Each of these dreams symbolizes repressed instinctual energy that is using the dream to make itself known to us. In fact, one of our greatest allies in the evolution of our consciousness is our dream process. By observing our dreams and learning their symbolic language we can recognize both disowned energy patterns and energy patterns with which we are identified. Our disowned selves constantly call out to us in our dreams to come and pay attention to them.
How We Develop
The parts with which we identify usually determine our choice of relationships. For instance, if we are identified with a rational self, that self will want us to relate to rational people. Although our basic tendency is to be repelled by our disowned selves, they do hold a certain fascination for us. The highly indignant sober citizen who wants to do away with pornography yet spends months at a time evaluating pornographic material is a fine example of this type of behavior.

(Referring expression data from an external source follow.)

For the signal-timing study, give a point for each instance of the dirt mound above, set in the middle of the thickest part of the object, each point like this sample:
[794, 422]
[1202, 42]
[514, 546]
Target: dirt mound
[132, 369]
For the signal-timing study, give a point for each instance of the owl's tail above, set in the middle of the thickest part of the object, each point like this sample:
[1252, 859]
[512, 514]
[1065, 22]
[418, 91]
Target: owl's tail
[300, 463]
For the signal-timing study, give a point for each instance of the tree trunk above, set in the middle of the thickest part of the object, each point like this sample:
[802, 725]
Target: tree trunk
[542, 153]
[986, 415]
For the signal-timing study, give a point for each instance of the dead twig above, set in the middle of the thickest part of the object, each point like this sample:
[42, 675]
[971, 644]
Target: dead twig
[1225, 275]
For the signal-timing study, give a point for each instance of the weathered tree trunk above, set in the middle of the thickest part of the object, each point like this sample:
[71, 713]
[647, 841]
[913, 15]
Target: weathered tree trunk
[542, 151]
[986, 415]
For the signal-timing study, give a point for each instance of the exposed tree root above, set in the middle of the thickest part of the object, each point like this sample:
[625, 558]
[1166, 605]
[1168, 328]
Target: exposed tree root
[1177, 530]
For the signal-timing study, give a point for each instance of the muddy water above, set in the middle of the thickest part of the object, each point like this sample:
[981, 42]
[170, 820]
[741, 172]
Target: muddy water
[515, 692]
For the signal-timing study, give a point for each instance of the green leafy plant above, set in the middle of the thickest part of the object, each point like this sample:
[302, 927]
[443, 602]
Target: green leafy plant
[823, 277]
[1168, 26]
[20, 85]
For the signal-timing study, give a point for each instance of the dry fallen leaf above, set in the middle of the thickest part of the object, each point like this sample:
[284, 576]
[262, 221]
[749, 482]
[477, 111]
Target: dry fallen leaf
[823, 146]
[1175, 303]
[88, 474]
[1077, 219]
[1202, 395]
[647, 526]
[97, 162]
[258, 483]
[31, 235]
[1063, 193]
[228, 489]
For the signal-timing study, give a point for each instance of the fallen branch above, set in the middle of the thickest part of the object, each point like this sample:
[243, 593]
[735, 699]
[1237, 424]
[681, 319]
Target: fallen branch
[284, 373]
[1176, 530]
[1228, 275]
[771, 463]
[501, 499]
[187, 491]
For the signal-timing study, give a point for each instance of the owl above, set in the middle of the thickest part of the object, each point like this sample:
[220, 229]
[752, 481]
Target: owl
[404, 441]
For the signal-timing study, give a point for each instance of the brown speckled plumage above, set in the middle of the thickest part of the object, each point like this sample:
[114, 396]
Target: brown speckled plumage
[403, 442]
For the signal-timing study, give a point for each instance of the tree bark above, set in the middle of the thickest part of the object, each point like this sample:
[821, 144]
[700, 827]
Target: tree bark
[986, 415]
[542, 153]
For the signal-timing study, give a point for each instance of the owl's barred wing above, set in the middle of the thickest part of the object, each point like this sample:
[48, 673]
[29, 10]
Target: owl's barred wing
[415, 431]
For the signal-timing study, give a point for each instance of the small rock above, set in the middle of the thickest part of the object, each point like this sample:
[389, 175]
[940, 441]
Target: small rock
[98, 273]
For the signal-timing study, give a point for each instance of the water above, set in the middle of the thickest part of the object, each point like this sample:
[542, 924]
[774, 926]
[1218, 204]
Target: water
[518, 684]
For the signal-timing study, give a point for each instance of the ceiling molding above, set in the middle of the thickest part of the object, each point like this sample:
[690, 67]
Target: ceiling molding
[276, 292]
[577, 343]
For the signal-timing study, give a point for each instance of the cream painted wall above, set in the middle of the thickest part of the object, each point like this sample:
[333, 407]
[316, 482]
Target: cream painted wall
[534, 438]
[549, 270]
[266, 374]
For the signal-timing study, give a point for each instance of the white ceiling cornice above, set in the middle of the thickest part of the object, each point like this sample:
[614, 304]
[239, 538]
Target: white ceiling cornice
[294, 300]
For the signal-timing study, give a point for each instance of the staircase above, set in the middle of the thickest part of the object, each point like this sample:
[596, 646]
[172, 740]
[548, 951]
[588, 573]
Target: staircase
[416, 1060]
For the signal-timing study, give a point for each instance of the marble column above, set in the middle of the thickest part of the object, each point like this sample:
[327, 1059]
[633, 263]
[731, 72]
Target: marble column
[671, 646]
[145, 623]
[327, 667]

Although attraction to a disowned self perceived in another can often lead to the integration of these energies, unfortunately, we are more likely to see individuals lock into destructive relationships with those who reflect a disowned self. Thus, a woman who negates her sexuality and her physical being will be fascinated by a “he-man” and marry him. She will then do all she can to tame his sexuality and keep him from pursuing his outdoor life. He, in turn, may have been attracted to her timid, nonphysical way of life and intrigued by her sexual inaccessibility. Once married, he, too, is likely to object to these behaviors. Instead of learning from one another, instead of integrating these disowned selves, they live with the reflection of them in their mates, judging them and continually being angered by them.
We can be helpless victims to the multitude of relationships in our lives that reflect our disowned selves, or we can accept the challenge of these relationships and ask: “How is this person, or this situation, my teacher?” Asking this question in itself represents a major shift in consciousness. A great deal of the stress in our lives results from our tendency to attract reflections of our disowned selves in our relationships, and we continue to suffer as the same patterns are repeated in our lives. Unfortunately, for most of us there is no support to learn the lesson inherent in this process. Without this support the energy of our disowned selves grows stronger and more twisted.
When natural instinctual energies such as the need for survival, sexuality, and aggression are disowned over time, they cycle back into the unconscious and go through a significant change. Energy cannot be destroyed; thus, these disowned instincts begin to operate unconsciously and attract additional energy to themselves. They soon lose their natural qualities and become malevolent. At this point we give them a new name -demonic energies. When the energy of a disowned self becomes demonic, natural aggression is often transformed into killing rage, jealousy becomes uncontrollable passion, and natural sexual impulses turn into fearsome experiences. These demonic energies may break through into our daily lives as destructive and vicious behaviors, both on a personal and on a social level.